Hilton, who you probably remember from her reality show The Simple Life and her early-‘00s stint as Kim Kardashian’s pre-fame boss, first entered the spotlight much like Kardashian: with a leaked sex tape. Now, in a new documentary, Hilton says that when the intimate footage she recorded with former boyfriend Rick Salomon was posted online back in 2003, “it was like being raped.”
“It felt like I’d lost part of my soul and been talked about in such cruel and mean ways,” says the now-37-year-old Hilton in The American Meme, which premiered over the weekend at the Tribeca Film Festival.

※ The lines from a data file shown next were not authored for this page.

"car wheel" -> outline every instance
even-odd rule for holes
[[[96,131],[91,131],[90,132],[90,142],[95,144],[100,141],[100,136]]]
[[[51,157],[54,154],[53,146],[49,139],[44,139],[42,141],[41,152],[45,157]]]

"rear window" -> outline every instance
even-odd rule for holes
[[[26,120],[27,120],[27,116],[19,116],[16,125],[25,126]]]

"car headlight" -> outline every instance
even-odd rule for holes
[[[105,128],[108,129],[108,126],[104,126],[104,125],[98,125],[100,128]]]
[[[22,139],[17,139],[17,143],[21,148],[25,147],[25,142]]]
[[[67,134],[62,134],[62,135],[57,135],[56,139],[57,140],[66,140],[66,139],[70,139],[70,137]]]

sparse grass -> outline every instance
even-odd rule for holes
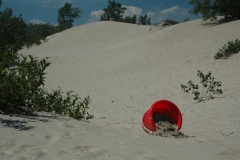
[[[75,118],[88,120],[93,118],[86,110],[91,102],[72,95],[73,91],[62,96],[61,89],[49,93],[44,89],[45,69],[50,65],[46,59],[40,62],[32,57],[17,55],[5,51],[0,62],[0,110],[19,108],[27,111],[55,112]],[[15,64],[13,67],[12,64]]]
[[[192,94],[194,95],[194,100],[198,100],[201,102],[204,98],[213,99],[213,94],[222,94],[222,90],[217,87],[221,86],[221,81],[214,81],[214,77],[211,77],[211,72],[209,71],[206,75],[204,75],[201,71],[198,70],[197,73],[200,78],[200,83],[203,86],[202,93],[198,91],[198,84],[195,85],[191,80],[188,81],[187,86],[181,84],[182,91],[185,93],[189,93],[192,90]]]

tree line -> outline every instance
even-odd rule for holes
[[[100,21],[113,20],[125,23],[137,23],[137,16],[123,17],[126,7],[115,0],[108,0],[108,5],[103,9]],[[230,19],[240,19],[240,0],[190,0],[189,4],[194,8],[191,14],[203,15],[203,20],[216,20],[217,16],[224,16],[225,22]],[[2,0],[0,0],[0,53],[5,50],[15,52],[22,46],[40,44],[47,36],[64,31],[73,26],[74,19],[79,18],[82,10],[65,3],[58,10],[58,25],[26,23],[20,14],[13,16],[11,8],[1,11]],[[147,14],[138,17],[138,23],[151,25],[151,18]],[[1,58],[0,58],[1,59]]]
[[[104,13],[100,16],[100,21],[117,21],[124,23],[137,23],[137,16],[126,16],[123,17],[124,11],[127,9],[123,7],[121,3],[116,2],[115,0],[108,0],[108,6],[103,9]],[[151,25],[151,18],[147,14],[141,15],[138,18],[138,23],[142,25]]]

The intimate home video had been filmed in 2001 when Hilton was only 19. It made its public appearance two years later, just a few weeks before the premiere of the popular reality show that would make both Hilton and then-BFF Nicole Richie household names. In the documentary, Hilton recalls the emotional aftermath that ensued after her private footage became, like the film’s title suggests, a meme.
“I literally wanted to die at some points,” she says in the film. “I was like, ‘I just don’t want to live,’ because I thought everything was taken away from me. I didn’t want to be known as that.”
Hilton is now a successful DJ with the past firmly behind her. She acknowledges in the new documentary that most people remember her from The Simple Life, and not from the home video that once made her tabloid gossip fodder. Yet, the socialite makes it clear that the invasion of privacy that helped launch her to stardom caused more pain than gain. And it’s also clear that, now, we’re finally in a position to recognize that she deserved far better.